Como todos los libros, el Apocalipsis fue escrito para ser
leído, pero ¿por quién? ¿cómo era la situación de aquellos a quienes se dirige?
El mismo Apocalipsis responde a esta pregunta al presentarse como un mensaje
para las siete iglesias de Asia (1,4.11). Esto sitúa el libro en función de unas
comunidades cristianas reales, con unos problemas reales que el autor parece
conocer bastante bien.

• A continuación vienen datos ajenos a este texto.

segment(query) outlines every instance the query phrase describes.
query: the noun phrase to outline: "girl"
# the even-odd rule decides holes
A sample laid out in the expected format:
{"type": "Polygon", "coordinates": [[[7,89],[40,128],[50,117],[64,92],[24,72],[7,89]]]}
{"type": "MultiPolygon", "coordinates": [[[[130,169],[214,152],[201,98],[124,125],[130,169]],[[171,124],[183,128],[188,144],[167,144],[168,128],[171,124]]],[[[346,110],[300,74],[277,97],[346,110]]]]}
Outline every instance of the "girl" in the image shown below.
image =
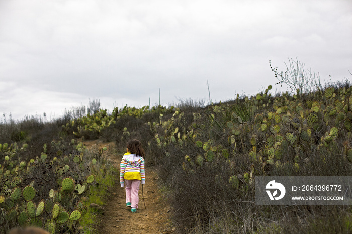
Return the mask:
{"type": "Polygon", "coordinates": [[[121,187],[126,184],[126,207],[135,213],[138,208],[139,181],[145,183],[145,154],[140,142],[136,139],[127,142],[126,150],[120,164],[120,183],[121,187]]]}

Estas iglesias están en ciudades conocidas, de las que se
sacan a la luz datos concretos. Viven entre dificultades y tentaciones. Se
habla de persecuciones en Esmirna (2,10) y Pérgamo (2,13). También hay peligros
de desviación doctrinal, aunque no está claro cuáles son las desviaciones
concretas, pues no sabemos quiénes son los llamados nicolaitas (2, 2.6.15) o la
sinagoga de Satanás (2,9; 3,9), tampoco hay una identificación clara de Jezabel
(2,20.24) o de la doctrina de Balaam (2,14). Los indicios nos conducen en dos
direcciones: la tentación de retornar al judaísmo olvidando que Jesús es el que
da su verdadero y definitivo sentido a la historia de la revelación de Dios a
los judíos; y la tentación de doblegarse al poder del imperio romano aceptando
sus formas de vida, como es el caso de Jezabel, de los que profesan la doctrina
de Balaam, y, posiblemente, de los nicolaítas.

Estos cristianos viven en el Imperio Romano, un régimen que
diviniza a su emperador, que oprime a los pueblos. A todos los habitantes del
mundo conocido el Imperio les presenta una opción radical: rendirse y acatar su
régimen o sucumbir a su poder. Frente a eso los cristianos saben que el único
Señor es Jesucristo, el único que libera al hombre. En nombre de ese Señor se
envían estas cartas a las Iglesias, para guardarlas del riesgo de renegar de él
y asimilarse a un Imperio que pretende ocupar el lugar de Dios en el mundo.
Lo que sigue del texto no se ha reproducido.